I'll have everything crossed for you for your scan tomorrow. I remember sitting in the car on the way to A&E gushing with blood with a numb resignation that I was having a miscarriage. It was horrible but my baby was still there, still wriggling away and is now a v happy toddler.

Orlea Wed 05-Mar-14 16:21:15

Thank you so much pickle. It's good to hear that things can work out. I am keeping everything crossed but I need to prepare myself so I'm resigned to a miscarriage. Hopefully I'm wrong - never wanted to be wrong this much before!

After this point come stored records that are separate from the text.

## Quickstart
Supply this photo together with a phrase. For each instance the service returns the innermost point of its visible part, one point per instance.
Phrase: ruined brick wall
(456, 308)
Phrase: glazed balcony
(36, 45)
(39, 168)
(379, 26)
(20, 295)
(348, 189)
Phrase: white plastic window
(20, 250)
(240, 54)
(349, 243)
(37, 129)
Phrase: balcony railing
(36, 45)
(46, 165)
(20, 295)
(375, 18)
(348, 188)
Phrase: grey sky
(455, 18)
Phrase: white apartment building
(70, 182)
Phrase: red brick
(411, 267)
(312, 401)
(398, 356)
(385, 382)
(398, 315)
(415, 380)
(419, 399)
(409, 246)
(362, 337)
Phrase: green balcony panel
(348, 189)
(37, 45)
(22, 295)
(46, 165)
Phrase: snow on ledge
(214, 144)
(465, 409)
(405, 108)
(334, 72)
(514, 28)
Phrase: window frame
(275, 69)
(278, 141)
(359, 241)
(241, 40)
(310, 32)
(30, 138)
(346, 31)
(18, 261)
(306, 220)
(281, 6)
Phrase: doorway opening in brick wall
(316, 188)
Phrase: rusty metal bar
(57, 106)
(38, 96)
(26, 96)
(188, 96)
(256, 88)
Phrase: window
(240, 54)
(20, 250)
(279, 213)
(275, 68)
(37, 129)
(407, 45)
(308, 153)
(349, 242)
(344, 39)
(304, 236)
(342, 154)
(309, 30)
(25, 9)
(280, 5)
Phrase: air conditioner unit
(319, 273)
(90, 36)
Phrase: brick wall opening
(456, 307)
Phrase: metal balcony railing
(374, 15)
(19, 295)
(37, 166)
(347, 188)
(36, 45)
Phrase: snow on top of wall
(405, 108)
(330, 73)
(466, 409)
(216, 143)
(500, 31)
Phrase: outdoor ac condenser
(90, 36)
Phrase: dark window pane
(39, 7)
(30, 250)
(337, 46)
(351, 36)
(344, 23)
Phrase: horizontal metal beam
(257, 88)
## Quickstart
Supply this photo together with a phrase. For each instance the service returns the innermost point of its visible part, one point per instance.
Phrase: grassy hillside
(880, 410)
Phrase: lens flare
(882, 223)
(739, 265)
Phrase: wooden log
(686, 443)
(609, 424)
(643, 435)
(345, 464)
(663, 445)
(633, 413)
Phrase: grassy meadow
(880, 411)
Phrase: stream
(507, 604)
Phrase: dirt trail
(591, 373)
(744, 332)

StarsInTheNightSky Wed 05-Mar-14 16:25:21

I'm really sorry to hear about everything you're going through. I have had bleeding in two different pregnancies, the first was just a tiny bit of brown and then it went away, it ended in missed miscarriage six weeks later. The second started brown and stringy, then turned red and got heavier and heavier and lasted for about five days, that was 13 weeks ago and I'm now 27 weeks pregnant and being booted around by our over-enthusiastic little man.

As others have said, it can go either way, the pregnancies I've had which were going wrong I had a gut feeling that they were going to end badly, this pregnancy, despite lots of complications, bleeding, hospitalisation etc I have always been convinced instinctually that everything was fine, and touch wood, so far it has been.

The being in limbo is torture, do prepare yourself that tomorrow they might ask you to go back again in a week for another scan, as sometimes they withold a diagnosis for a week to be absolutely certain of what's going on.

It does sound really bad of your midwife, as others have said, the care in early pregnancy can be shocking, until you reach the stage where you can call the maternity assessment unit/maternity triage (when you're 16 weeks at our hospital) they just don't seem to care, which is the last thing you need when you're worried.

Enough of my rambling, hang in there though, I'll be keeping my fingers crossed that everything turns out well for you x.